Retailers have to determine what their online objectives are. At that point, they can blend in their strategies. No need to join “Free Shipping Day” if it doesn’t fit a particular retailer’s objectives.

Al McClain
Guest
Al McClain
9 years 5 months ago

We have reached the point where charging for shipping ensures push back from shoppers, vs. free shipping being seen as a bonus a few years ago. Setting minimums to qualify for free shipping would seem to be a great way to get shoppers to spend more, and keep them from getting aggravated with you.

Ralph Jacobson
Guest
9 years 5 months ago

If the retailer can “deflect” shipping charges by promoting a more compelling service or offer, then they can sway customers to their sites…sometimes.
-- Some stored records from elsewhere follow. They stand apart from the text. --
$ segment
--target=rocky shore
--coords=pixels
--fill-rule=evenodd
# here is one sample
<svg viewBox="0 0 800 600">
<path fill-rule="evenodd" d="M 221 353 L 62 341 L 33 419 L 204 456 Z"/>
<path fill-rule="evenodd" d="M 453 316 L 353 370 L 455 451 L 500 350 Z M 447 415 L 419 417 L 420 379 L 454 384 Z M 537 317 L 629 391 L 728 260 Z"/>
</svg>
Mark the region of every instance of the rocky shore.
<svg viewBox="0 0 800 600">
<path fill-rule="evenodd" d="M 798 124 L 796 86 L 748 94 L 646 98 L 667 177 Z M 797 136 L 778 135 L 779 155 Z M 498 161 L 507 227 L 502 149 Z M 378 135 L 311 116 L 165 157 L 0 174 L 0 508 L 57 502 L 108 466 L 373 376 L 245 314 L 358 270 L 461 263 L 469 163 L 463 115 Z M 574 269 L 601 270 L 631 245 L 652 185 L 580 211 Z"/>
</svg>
Retailers can be more creative in managing a necessary cost of doing business (shipping). They can co-brand with a single shipper to earn discounted rates. They can offer loyalty programs that eventually “earn” free shipping forever, based upon purchase history, etc., etc. I don’t feel the industry has tried to manage shipping charges for customers very well yet. For now, those charges have become a profit center for too many retailers.

M. Jericho Banks PhD
Guest
M. Jericho Banks PhD
9 years 5 months ago

It’s easy for those uninvolved in online businesses to recommend free shipping to those who are. In one of our businesses, it’s simply not feasible. First, this business has customers in 98 countries and international shipping is cost-prohibitive for a “freebie.” Second, the products are medical systems with a customer timing requirement for a money-back guarantee, so there’s an extra layer of shipping expense for a signed proof-of-delivery. And third, only the expensive FedEx can provide all of this for us. We simply can find no way to offer free shipping. Wish we could. We took a chance and tested it last year, hoping that increased volume would make up for it. It didn’t. We also tested reducing our shipping charges behind-the-scenes to see if volume increased. That didn’t work, either. Ours are one-time customers, so a loyalty program would not apply. They either want our product or they don’t, and shipping cost rarely seems to be an issue. Perhaps we’re lucky like that.

Craig Sundstrom
Guest
9 years 5 months ago

This is a dilemma: unless the shipping costs are uniform to all customers — as would be the case where everyone buys only one of the same item — free shipping ultimately is a subsidy from the small spenders to the big ones; and as such is obviously “unfair” to the former…but how to convince them of that, and even worse, how to get the latter to “pay up”?

Bernice Hurst
Guest
9 years 5 months ago

Customers likely don’t think beyond “free” to work out actual costs. If shipping costs $10 and you order 10 things, it’s obviously $1/item. But if shipping is “free,” the retailer may add that $10 onto each item or just divide it between two or three in the hopes that each customer will buy that many. The customer is still paying for delivery but has no idea how much and it may possibly be far more than paying for it as a separate item.